The UK Biobank is a large, prospective cohort study established between 2006 and 2010, enrolling slightly over 500,000 participants aged 37–73 residing in the UK (details are presented elsewhere (30)). Participants completed self-administered questionnaires and in-person interviews across 22 geographically distributed assessment centers in England, Scotland, and Wales (30). The study collected biological samples and extensive phenotypic data (30). Ethical approval for the UK Biobank was granted by the Northwest Multi-Centre Research Ethics Committee. The current project (77963) has received the necessary approvals from both the UK Biobank and the National Institutes of Health Institutional Review Board.

Death registry was used for linkage of the entire UK Biobank cohort as outlined elsewhere: https://biobank.ndph.ox.ac.uk/ukb/ukb/docs/DeathLinkage.pdf. The present study utilized only the date of death provided by the UK Biobank dataset, even though the latter also provided primary as well as contributory causes of death, through the ICD-10 coding system.

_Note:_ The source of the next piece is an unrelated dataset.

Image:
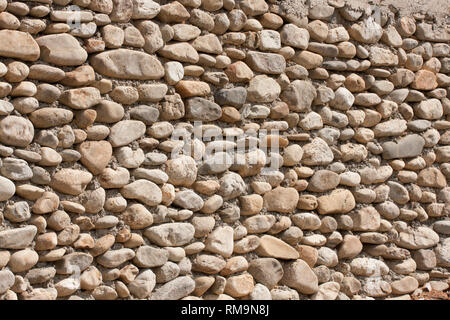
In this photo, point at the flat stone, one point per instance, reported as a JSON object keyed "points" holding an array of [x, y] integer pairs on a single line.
{"points": [[270, 63], [232, 97], [239, 286], [323, 180], [174, 289], [137, 216], [431, 177], [16, 131], [298, 275], [114, 258], [317, 153], [267, 271], [18, 238], [293, 36], [404, 286], [406, 147], [95, 155], [208, 43], [366, 219], [50, 117], [7, 280], [171, 234], [150, 257], [19, 45], [143, 190], [127, 64], [125, 132], [220, 241], [145, 9], [73, 262], [429, 109], [70, 181], [202, 109], [188, 199], [415, 239], [368, 267], [61, 50], [82, 98], [380, 57], [182, 51], [275, 248], [263, 89], [299, 95], [281, 199], [338, 201]]}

The study used algorithmically generated data from hospital registry linkages, specifically fields 42018 and 42020, to analyze dementia cases. Further details on this methodology are available at (https://biobank.ndph.ox.ac.uk/ukb/ukb/docs/alg_outcome_main.pdf). Participants whose dementia onset age preceded their baseline assessment age were excluded from the analysis (https://biobank.ndph.ox.ac.uk/ukb/ukb/docs/alg_outcome_main.pdf). We identified incident Alzheimer’s disease (AD) cases using ICD-10 codes F00 and G30, while other dementia types, including vascular dementia (F01, I67.3), were classified using additional codes (A81.0, F00, F01, F02, F03, F05, G30, G31.0, G31.1, G31.83, I67.3). The method described previously was employed to determine the date of the first occurrence of any type of dementia among many outcomes of interest (https://biobank.ndph.ox.ac.uk/ukb/ukb/docs/alg_outcome_main.pdf).

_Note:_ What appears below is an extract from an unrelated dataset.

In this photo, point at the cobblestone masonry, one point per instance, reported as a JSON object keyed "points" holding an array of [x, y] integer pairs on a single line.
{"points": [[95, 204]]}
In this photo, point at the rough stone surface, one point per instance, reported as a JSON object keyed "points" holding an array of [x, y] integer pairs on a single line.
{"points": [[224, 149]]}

PD was identified using an algorithm similar to that which we used for dementia, with the ICD-10 code G20 used to denote PD. This identification method combined hospital records, death records, and self-reports. A validation study of 20,000 UK Biobank participants demonstrated a positive predictive value of 91% for this approach (https://biobank.ndph.ox.ac.uk/ukb/ukb/docs/alg_outcome_main.pdf).

The main exposure of interest, namely POLYPH, was defined using UKB field 137. This variable was then categorized as POLYPH− or 0–1 medications used and POLYPH2+ or 2+ medications used. In part of the analysis with multistate modeling, POLYPH was coded as 0–4 medication used (POLYPH−) vs. 5+ medications used (POLYPH5+) to assess the effect of moving the threshold to a higher level as suggested in a recent systematic review (26), and more details on the concept are provided by a technical World Health Organization report (https://www.who.int/docs/default-source/patient-safety/who-uhc-sds-2019-11-eng.pdf). In fact, the recent systematic review describes all cutoffs used and states that 5+ is the most common one, which we used in conjunction with 2+ cutoff (26).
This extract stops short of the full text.